Aquella noche vino a la tertulia de la trastienda, además del Sr. de Lobo, doña Ambrosia de los Linos, tendera de la calle del Príncipe, a quien mis lectores, si no me engaño, tienen el honor de conocer, pues algo me parece que figuró en los sucesos que conté anteriormente. Su difunto esposo había sido compañero de D. Mauro en el cargamento y arrastre de fardos y mercancías, y desde entonces entre ambas familias quedó establecida cordial amistad. Reconociome doña Ambrosia, mas no dijo nada que pudiese desfavorecerme en el concepto de mis nuevos amos, y cuando se hubo sentado, operación no muy fácil, dados su volumen y la estrechez de los asientos, soltó la sin hueso en estos términos:
—¿Cómo es eso Restituta, cómo es eso D. Mauro, con que no han ido Vds. a ver la entrada de los franceses? Pues hijos, les aseguro que era cosa de ver. ¡Qué majos son, válgame el santo Ángel de la Guarda!… ¡Pues digo, si da gloria ver tan buenos mozos… y son tantos que parece que no caben en Madrid! Si viera Vd., D. Mauro, unos que andan vestidos al modo de moros, con calzones como los maragatos, pero hasta el tobillo, y unos turbantes en la cabeza con un plumacho muy largo. Si vieras, Restituta, qué bigotazos, qué sables, qué morriones peludos, y qué entorchados y cruces! Te digo que se me cae la baba… Pues a esos de los turbantes creo que los llaman los
zamacucos
. También vienen unos que son, según me dijo D. Lino Paniagua, los
tragones de la guardia imperial
, y llevan unas corazas como espejos. Detrás de todos venía el general que los manda, y dicen está casado con la hermana de Napoleón… es ese que llaman el gran duque de
Murraz
o no sé qué. Es el mozo más guapo que he visto; y cómo se sonreía el picarón mirando a los balcones de la calle de Fuencarral. Yo estaba en casa de las primas, y creo que se fijó en mí. ¡Ay hija, qué ojazos! Me puse más encarnada… Por ahí andan pidiendo alojamiento. A mí no me ha tocado ninguno y lo siento: porque la verdad, hija, esos señores me gustan.
—Gracias a Dios que tenemos rey —dijo D. Mauro—. Y Vd., doña Ambrosia, ¿ha vendido mucho estos días? Porque lo que es de aquí no ha salido ni una hilacha.
—En mi casa ni un botón —contestó la tendera—. ¡Ay, hijito mío! Ahora, cuando ese saladísimo rey que tenemos arregle las cosas, hay esperanzas de hacer algo. ¡Qué tiempos, Restituta, qué tiempos! Pero no saben Vds. lo mejor, ¿no saben Vds. la gran noticia?
—¿Qué?
—Que mañana hará su entrada triunfal en Madrid el nuevo rey de España, Sr. D. Fernando el Sétimo.
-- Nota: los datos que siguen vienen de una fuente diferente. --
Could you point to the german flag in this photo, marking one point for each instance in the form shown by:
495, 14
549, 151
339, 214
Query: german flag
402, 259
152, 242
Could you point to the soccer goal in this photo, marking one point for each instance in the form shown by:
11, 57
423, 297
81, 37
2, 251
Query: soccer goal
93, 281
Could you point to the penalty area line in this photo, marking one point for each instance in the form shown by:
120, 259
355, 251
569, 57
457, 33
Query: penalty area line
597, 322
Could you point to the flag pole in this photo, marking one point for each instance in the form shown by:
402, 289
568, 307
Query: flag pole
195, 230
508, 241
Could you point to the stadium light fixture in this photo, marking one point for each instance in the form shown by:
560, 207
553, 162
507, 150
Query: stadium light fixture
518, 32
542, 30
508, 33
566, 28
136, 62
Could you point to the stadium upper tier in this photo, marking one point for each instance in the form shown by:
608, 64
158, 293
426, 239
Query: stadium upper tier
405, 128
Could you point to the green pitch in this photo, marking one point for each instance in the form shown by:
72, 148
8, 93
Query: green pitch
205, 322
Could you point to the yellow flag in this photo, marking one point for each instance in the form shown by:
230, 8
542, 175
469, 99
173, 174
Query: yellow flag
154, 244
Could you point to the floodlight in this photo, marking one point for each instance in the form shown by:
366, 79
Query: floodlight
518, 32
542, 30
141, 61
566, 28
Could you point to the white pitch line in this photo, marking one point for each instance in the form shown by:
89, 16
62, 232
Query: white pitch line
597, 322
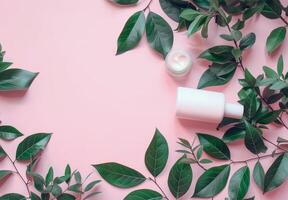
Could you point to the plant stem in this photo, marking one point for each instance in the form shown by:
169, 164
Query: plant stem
158, 186
277, 146
19, 174
148, 6
256, 158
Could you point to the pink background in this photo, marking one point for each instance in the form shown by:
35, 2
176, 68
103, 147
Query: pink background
101, 107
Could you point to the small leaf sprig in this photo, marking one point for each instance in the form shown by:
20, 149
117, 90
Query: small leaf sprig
50, 187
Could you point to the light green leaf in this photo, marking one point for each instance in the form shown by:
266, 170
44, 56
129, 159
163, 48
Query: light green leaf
159, 34
212, 182
214, 147
32, 145
275, 39
143, 194
247, 41
119, 175
16, 79
239, 183
157, 153
131, 33
277, 173
13, 196
253, 139
258, 175
180, 178
125, 2
9, 133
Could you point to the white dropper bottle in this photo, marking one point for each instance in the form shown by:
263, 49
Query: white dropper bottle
205, 106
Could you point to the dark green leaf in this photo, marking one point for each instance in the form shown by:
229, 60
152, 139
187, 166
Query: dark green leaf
258, 175
91, 185
125, 2
144, 194
253, 139
212, 182
239, 183
34, 196
2, 153
4, 174
277, 173
272, 9
9, 133
131, 33
119, 175
217, 74
66, 196
159, 33
16, 79
275, 39
180, 178
157, 154
214, 147
280, 65
13, 196
32, 145
247, 41
269, 117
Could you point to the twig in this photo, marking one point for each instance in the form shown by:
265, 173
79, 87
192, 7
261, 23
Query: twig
19, 174
158, 186
148, 6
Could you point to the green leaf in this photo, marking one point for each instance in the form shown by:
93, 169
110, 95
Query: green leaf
221, 54
233, 134
239, 183
277, 173
270, 73
34, 196
144, 194
159, 34
131, 33
9, 133
91, 185
217, 74
196, 24
275, 39
253, 139
2, 153
16, 79
258, 175
180, 178
212, 182
190, 14
269, 117
49, 176
247, 41
66, 196
272, 9
173, 8
4, 174
32, 145
214, 146
119, 175
13, 196
125, 2
280, 65
157, 154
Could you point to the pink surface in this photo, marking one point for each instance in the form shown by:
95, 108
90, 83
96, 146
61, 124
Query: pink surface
101, 107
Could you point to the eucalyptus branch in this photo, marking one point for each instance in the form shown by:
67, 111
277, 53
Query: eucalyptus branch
159, 187
26, 183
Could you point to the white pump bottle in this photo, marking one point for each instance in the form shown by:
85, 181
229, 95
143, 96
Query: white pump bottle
205, 106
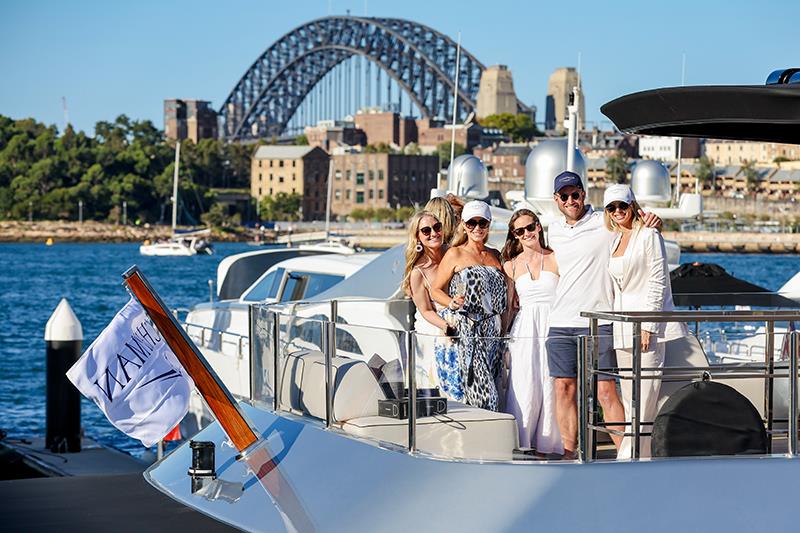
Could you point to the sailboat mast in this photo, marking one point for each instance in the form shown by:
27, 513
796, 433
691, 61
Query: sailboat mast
328, 200
450, 184
175, 186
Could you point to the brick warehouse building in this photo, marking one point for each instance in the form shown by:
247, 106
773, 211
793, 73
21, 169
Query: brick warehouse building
292, 169
362, 180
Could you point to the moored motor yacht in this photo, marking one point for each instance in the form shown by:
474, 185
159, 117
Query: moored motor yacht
183, 244
322, 458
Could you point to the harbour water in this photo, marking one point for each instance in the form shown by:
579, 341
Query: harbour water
34, 277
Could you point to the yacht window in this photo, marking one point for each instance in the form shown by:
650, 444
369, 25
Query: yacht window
303, 285
344, 340
267, 287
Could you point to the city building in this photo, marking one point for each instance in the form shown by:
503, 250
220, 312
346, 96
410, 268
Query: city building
331, 134
666, 148
559, 88
376, 180
432, 133
386, 127
496, 92
723, 152
299, 170
602, 144
189, 119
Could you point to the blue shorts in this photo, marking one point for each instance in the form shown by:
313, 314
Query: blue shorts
562, 351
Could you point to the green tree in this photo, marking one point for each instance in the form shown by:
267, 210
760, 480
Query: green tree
519, 127
705, 171
443, 151
617, 168
282, 206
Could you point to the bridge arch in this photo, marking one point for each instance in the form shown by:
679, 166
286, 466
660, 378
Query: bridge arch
420, 60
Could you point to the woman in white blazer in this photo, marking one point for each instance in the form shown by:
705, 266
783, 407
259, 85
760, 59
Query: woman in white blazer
638, 267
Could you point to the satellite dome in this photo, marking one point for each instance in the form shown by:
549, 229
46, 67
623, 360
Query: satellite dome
650, 181
546, 161
467, 177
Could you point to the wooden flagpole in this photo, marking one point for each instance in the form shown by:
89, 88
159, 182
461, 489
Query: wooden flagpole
214, 392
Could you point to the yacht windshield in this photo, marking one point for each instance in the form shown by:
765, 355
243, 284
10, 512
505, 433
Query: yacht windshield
303, 285
266, 288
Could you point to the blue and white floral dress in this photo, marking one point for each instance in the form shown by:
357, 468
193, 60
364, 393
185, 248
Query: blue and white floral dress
445, 372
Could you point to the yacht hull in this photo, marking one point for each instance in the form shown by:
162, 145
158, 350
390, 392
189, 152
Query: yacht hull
322, 480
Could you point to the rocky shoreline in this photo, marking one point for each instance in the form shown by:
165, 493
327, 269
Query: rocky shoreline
41, 231
90, 231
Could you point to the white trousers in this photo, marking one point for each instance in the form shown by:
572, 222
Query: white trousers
648, 401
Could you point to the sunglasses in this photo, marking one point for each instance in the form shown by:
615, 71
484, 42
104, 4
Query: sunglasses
436, 228
480, 222
617, 205
575, 195
519, 232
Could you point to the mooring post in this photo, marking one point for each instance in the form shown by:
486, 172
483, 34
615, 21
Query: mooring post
63, 337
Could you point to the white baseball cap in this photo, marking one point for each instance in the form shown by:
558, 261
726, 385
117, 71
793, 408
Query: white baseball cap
476, 208
618, 193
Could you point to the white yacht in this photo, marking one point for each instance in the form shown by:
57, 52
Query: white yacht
309, 449
221, 329
181, 244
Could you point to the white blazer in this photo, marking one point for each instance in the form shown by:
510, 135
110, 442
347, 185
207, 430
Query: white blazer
645, 286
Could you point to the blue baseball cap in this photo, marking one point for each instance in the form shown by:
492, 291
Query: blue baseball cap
567, 179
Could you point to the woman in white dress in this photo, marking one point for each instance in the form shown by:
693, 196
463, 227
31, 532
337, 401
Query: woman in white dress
532, 266
638, 267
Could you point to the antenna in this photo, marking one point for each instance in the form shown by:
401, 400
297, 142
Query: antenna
455, 111
680, 141
66, 112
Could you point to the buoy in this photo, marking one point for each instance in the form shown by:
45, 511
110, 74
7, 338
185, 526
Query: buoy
63, 337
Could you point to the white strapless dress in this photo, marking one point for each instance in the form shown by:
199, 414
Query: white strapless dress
530, 392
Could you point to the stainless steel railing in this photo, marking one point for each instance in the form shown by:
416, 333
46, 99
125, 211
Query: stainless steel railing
588, 371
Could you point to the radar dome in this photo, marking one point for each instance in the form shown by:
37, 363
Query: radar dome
650, 181
546, 161
467, 177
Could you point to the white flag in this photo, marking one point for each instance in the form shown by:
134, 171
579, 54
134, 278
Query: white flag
133, 376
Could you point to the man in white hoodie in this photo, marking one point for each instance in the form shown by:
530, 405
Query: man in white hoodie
582, 246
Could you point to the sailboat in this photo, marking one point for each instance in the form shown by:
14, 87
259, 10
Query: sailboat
180, 244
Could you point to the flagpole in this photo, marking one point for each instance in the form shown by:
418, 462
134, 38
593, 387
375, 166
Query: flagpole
214, 392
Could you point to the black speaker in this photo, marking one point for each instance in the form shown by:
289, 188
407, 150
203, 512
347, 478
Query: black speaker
708, 418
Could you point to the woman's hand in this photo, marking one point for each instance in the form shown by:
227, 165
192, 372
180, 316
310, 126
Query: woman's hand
456, 303
646, 337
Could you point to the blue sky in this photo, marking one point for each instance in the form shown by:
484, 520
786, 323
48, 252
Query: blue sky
109, 57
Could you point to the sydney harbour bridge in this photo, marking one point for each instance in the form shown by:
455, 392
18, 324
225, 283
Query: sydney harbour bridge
332, 67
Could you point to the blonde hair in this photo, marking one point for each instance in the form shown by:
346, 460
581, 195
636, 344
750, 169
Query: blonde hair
412, 255
512, 248
611, 225
444, 213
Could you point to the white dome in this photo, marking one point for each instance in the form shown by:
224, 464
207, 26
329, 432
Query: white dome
650, 181
547, 160
467, 177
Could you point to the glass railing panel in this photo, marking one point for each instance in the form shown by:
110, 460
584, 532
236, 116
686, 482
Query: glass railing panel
262, 355
301, 364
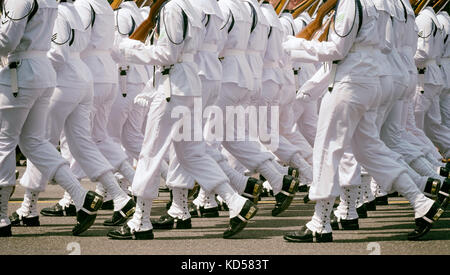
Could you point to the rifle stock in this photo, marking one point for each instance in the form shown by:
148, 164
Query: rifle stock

—Ya lo sabe hoy todo Madrid.
—Pues no nos quedaremos sin ir a verle; óyelo tú, Restituta, óyelo tú, Inés —dijo Requejo— mañana no se trabaja.
—Yo, primero me aspan que dejar de ir a verlo —afirmó doña Ambrosia—. Los primos han salido esta noche al camino de Aranjuez para esperarle. ¡Ay qué alegría, Sr. D. Mauro! ¡Si viviera mi esposo para verlo! Él que me decía: «mientras duren este rey y esta reina de tres al cuarto, no tendremos un gobierno ilustrado». Mañana va a ser un día de alegría. Yo tengo un balcón en la calle de Alcalá, y ya hemos encargado al valenciano media decena de ramos de flores para apedrear a S. M. cuando pase.
—Nada, lo dicho, dicho —exclamó D. Mauro—, si
esta
no quiere ir que se quede en la tienda. Inés me coserá la manga del casaquín que se me rompió ayer cuando me lo quité… Veremos qué tal sabe hacer Gabriel el coleto… Por supuesto, Inesilla, si quieres coger uno de esos frascos de agua de clavel que tienes a mano derecha, puedes hacerlo. Todo es para ti.
Así siguió la conversación sin ningún incidente notable en lo sucesivo, por lo cual la omito, pues supongo al lector poco interesado en conocer la historia de la enfermedad que padeció el esposo de doña Ambrosia, trágico acontecimiento que ella refirió. Los únicos personajes siempre mudos en aquellas tertulias, además de un servidor de ustedes, eran Inés y el Sr. Juan de Dios, este último por ser hombre de pocas palabras, como he dicho.